I really enjoyed the style of this essay; it was simple and easy to understand, but also showed that Douglass was an educated man.

Quote: “In moments of agony, I envied my fellow-slaves for their stupidity,” (262). I always imagined that every slave would want to know how to read and write, and did not think that this could be a negative thing.

Douglass mentions at the end of his essay that he would meet with boys that he knew could write, and have writing competitions with them.

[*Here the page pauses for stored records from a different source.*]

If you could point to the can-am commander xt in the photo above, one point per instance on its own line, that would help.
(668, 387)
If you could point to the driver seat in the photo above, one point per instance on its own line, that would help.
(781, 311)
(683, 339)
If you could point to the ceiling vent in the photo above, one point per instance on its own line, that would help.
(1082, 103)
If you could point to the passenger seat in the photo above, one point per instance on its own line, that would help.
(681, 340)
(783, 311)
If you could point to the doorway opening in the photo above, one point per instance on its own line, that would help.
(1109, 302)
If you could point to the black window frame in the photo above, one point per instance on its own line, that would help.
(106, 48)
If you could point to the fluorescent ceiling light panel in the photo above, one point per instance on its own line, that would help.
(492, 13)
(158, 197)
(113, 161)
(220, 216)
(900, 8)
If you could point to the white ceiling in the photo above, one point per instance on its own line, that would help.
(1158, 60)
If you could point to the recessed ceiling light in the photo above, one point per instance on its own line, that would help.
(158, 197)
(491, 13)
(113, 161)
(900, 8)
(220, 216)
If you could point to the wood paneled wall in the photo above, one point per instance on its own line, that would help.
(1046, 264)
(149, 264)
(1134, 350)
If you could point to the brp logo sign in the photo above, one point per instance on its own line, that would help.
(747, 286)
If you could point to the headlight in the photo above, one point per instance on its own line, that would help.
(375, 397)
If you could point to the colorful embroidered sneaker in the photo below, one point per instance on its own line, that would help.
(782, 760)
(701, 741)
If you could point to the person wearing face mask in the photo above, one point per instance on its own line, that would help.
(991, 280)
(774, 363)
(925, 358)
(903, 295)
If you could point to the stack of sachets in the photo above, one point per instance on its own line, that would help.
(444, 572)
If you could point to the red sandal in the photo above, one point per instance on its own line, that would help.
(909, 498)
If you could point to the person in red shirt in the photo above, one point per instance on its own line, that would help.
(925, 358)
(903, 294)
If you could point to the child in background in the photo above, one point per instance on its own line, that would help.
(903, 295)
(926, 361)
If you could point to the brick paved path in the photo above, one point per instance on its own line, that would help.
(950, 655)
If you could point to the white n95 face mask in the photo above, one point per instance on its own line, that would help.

He would also copy what his master had written, and tells his audience, “Thus, after a long, tedious effort for years, I finally succeeded in learning how to write,” (264).Douglass does not include over-the-top imagery and descriptions, but he includes just enough to allow the reader to picture what he was experiencing.He describes his mistress as “pious, warm, and tender hearted,” (260).In his essay Douglass says, “The reading of these documents enabled me to utter my thoughts, and to meet the arguments brought forward to sustain slavery…” (262).In the same paragraph Douglass reveals to the reader how reading was also a curse for him. We apologize for any inconvenience, and thank you for your visiting.Intention: The intention of this piece is to tell Douglass’ story of how he came to learn how to read and write.This description aligns with his direct and simple style, but offers enough information to allow the reader to picture what type of woman this mistress was.Douglass uses elevated diction throughout his essay, which surprised me, considering he was a former slave.He realized how truly powerless he was and in the end he was still only a slave.The ability to read did not change the fact that he was still destined to be a slave for life.